Inside the Seaport Museum — where Grann revels in the knowledge that its tall ship, the Wavertree, was once battered rounding Cape Horn, just like the Wager — he tells me he doesn’t think about his projects as movies. His interest in the Wager was stoked by an 18th-century account written in stilted English, hardly cinematic gold. This account was given by John Byron (who would one day be the grandfather of the poet Lord Byron), who was 16 when he left Portsmouth aboard the Wager. As Byron’s story was one of a handful given by survivors, “I tried to gather all the facts to determine what really happened,” Grann writes in an author’s note at the beginning of the book.

Where other writers might take liberties, Grann is obsessive about accuracy. “David’s stuff reads like literature, but every detail, every quote, every seemingly implausible glimpse into a subject’s mind is accounted for,” said David Kortava, who fact-checked both The White Darkness and The Wager. Grann verifies his own work before sending it to a fact-checker, and his devotion to the fact-checking process can seem comical. The first time he asked Kortava if he had checked the spellings of his kids’ names on The Wager’s dedication page, Kortava thought Grann was joking. The second time he asked, Kortava checked the spellings. “He doesn’t have an OCD diagnosis, as far as I know, but I do, and I definitely consider him one of the tribe,” Kortava said.

Grann didn’t always have the freedom to pursue his idiosyncratic interests. He was once a general-assignment magazine writer delivering stories about Barry Bonds, John McCain, and Newt Gingrich. A 2000 profile of the now-deceased Ohio congressman Jim Traficant that Grann wrote for The New Republic helped him discover the types of stories he wanted to tell and how to go about telling them.
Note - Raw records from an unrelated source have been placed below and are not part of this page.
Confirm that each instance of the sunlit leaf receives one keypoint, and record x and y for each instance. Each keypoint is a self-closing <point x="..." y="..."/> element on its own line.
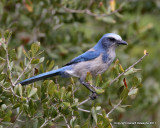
<point x="35" y="48"/>
<point x="133" y="91"/>
<point x="32" y="92"/>
<point x="94" y="114"/>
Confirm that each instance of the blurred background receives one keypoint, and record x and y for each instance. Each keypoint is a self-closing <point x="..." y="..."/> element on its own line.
<point x="65" y="29"/>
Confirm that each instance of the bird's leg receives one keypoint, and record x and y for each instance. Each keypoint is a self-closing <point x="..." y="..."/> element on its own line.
<point x="94" y="94"/>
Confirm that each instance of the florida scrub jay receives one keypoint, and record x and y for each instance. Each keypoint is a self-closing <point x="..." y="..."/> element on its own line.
<point x="96" y="61"/>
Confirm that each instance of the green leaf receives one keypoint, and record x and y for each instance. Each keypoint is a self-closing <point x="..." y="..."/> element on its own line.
<point x="20" y="89"/>
<point x="41" y="60"/>
<point x="94" y="114"/>
<point x="131" y="71"/>
<point x="3" y="107"/>
<point x="32" y="92"/>
<point x="50" y="65"/>
<point x="51" y="88"/>
<point x="133" y="91"/>
<point x="12" y="54"/>
<point x="99" y="91"/>
<point x="16" y="89"/>
<point x="35" y="48"/>
<point x="7" y="116"/>
<point x="25" y="53"/>
<point x="7" y="34"/>
<point x="16" y="106"/>
<point x="73" y="121"/>
<point x="2" y="77"/>
<point x="124" y="93"/>
<point x="35" y="61"/>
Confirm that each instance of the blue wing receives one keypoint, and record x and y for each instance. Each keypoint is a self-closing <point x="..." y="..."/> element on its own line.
<point x="89" y="55"/>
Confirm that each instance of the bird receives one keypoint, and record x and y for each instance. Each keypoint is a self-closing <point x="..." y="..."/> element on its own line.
<point x="94" y="61"/>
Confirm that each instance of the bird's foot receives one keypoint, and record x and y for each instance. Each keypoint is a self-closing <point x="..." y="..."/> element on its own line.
<point x="93" y="96"/>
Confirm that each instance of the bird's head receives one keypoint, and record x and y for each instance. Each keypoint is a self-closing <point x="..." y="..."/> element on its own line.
<point x="112" y="40"/>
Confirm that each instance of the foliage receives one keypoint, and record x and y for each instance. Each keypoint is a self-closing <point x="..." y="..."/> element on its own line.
<point x="61" y="30"/>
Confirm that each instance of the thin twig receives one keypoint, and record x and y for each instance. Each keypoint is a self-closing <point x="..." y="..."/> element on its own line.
<point x="128" y="69"/>
<point x="17" y="118"/>
<point x="88" y="12"/>
<point x="23" y="71"/>
<point x="83" y="102"/>
<point x="86" y="100"/>
<point x="114" y="108"/>
<point x="66" y="121"/>
<point x="83" y="110"/>
<point x="8" y="65"/>
<point x="44" y="124"/>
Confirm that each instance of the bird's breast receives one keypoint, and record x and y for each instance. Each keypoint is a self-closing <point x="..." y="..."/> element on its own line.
<point x="95" y="66"/>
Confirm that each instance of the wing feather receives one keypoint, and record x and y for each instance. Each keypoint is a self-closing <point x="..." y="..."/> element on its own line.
<point x="89" y="55"/>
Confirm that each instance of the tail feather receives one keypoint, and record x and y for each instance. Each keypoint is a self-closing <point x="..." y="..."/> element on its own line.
<point x="40" y="77"/>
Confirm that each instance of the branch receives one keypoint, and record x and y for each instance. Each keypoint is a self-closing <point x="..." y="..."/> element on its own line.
<point x="88" y="12"/>
<point x="23" y="71"/>
<point x="114" y="108"/>
<point x="128" y="69"/>
<point x="44" y="124"/>
<point x="66" y="121"/>
<point x="8" y="65"/>
<point x="17" y="118"/>
<point x="88" y="99"/>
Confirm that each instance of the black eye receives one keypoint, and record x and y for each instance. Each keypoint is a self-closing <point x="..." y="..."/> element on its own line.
<point x="112" y="39"/>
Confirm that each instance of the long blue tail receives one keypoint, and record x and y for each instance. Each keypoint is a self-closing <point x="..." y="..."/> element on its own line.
<point x="43" y="76"/>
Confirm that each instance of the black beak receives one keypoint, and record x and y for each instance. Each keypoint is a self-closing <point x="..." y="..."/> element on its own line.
<point x="122" y="42"/>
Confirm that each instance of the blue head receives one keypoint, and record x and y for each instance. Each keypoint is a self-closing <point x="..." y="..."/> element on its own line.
<point x="110" y="40"/>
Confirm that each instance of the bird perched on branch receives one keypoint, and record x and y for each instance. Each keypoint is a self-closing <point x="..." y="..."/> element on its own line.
<point x="96" y="61"/>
In an Ohio courthouse, Grann unearthed a 1980 recording of Traficant, then a candidate for sheriff, talking to two mobsters. “I hear Traficant dropping the F-bomb every other word, and I hear him talking about taking bribes, and then I hear about people coming up swimming in the Mahoning River. And it was a voice that was so different from the voice I heard on C-SPAN,” Grann said. “It was kind of the beginning where I was thinking, Oh! These are the voices of the stories I want to tell. It also showed me the power of archives for the first time. You can find things that are just kind of sitting there if you look, and they can peel back façades and get you closer to the hidden truth.”

I ask Grann if he misses reporting on contemporary figures. He holds up his hand and makes a zero with his fingers while letting out a sigh of relief. “The kind of reporting I really like to do is so immersive, and usually figures like that do not want you to be with them,” he said. Their ghosts, he has learned, have no choice.